Adanya akad atau kontrak sebagai dasar
hukum ekonomi Syari‘ah adalah untuk menghindari hal-hal yang dilarang Islam
dalam transaksi ekonomi, terutama sekali adalah larangan riba, monopoli,
wanprestasi dan lain-lain. Qur’an mensitir dalam al-Baqarah 275-279 bahwa riba
yang bernilai plus secara ekonomi dalam pandangan manusia tidak bernilai plus
di sisi Allah. Sejak zaman jahiliyah telah banyak penantang yang menyamakan
antara transaksi jual-beli dan transaksi berdasarkan riba, tetapi Qur’an
menyatakannya berbeda. Transaksi pertama dibolehkan, tetapi yang kedua
diharamkan. Larangan tersebut antara lain karena sahamnya dalam meningkatkan
sifat egoisme dalam diri manusia, memperjarak jurang antara orang kaya dan
miskin dan lain-lain.
Untuk menghindari transaksi-transaksi yang dilarang Islam, maka transaksi
keuangan syari‘ah berdasarkan kontrak bagi hasil dengan nisbah yang disepakti
dan sama-sama menanggung resiko untung atau rugi.
Penutup
Dari uraian di atas dapat disimpulkan
beberapa hal seperti berikut:
(1) Ekonomi Syari‘ah di luar Indonesia
terkenal dengan nama ekonomi Islam, yaitu ekonomi berdasarkan prinsip-prinsip
Syari‘ah, seperti diformulasikan oleh para fuqaha’ sepanjang masa dari
nilai-nilai Islam. Ekonomi Syari‘ah berbeda dari ekonomi konvensional yang
berkembang di dunia dewasa ini yang hanya berdasarkan nilai-nilai sekular yang
terlepas dari agama.
(2) Ekonomi Syari‘ah dibahas dalam dua
disiplin ilmu, yaitu ilmu ekonomi Islam dan ilmu hukum ekonomi Islam. Ekonomi
Syari‘ah yang menjadi salah satu kewenangan baru Peradilan Agama berdasarkan
revisi UU PA berhubungan secara khusus dengan ilmu hukum ekonomi. Kewenangan
tersebut menyangkut kewenangan mengadili 11 jenis perkara seperti dijelaskan
oleh penjelasan Pasal 49 huruf (I).
(3) Selain beberapa pasal dalam UU
Perbankan dan UU Bank Indonesia serta beberapa PBI dan SEBI, belum ada
undang-undang khusus yang mengatur tentang hukum acara dan hukum materiil bank
Syari‘ah. Pengaturan yang ada sekarang pada umumnya berdasarkan fiqh para
fuqaha’ dan sebagian kecilnya, terutama berhubungan dengan masalah perbankan,
mengandalkan fatwa yang diterbitkan oleh DSN.

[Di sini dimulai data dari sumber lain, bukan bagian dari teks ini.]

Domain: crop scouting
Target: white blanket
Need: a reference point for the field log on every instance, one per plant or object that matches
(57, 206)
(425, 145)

(4) Melihat kasus-kasus yang diajukan
kepada Badan Arbitrase Syari‘ah Nasional (BASYARNAS) menyangkut sengketa antara
bank Syari‘ah dan nasabahnya, ternyata semuanya berdasarkan akad atau kontrak
antara kedua belah pihak, baik akad mudharabah, musyarakat atau murabahah.
Dalam penyelesaian sengketa-sengketa yang ada, BASYARNAS menggunakan dua hukum
yang berbeda, yaitu hukum Islam seperti diformulasikan oleh DSN dan pasal-pasal
KUHPerdata. Hal itu dilakukan karena ketiadaan peraturan perundang-undangan
tentang perbankan Syari‘ah secara khusus dan ekonomi Syari‘ah secara umum.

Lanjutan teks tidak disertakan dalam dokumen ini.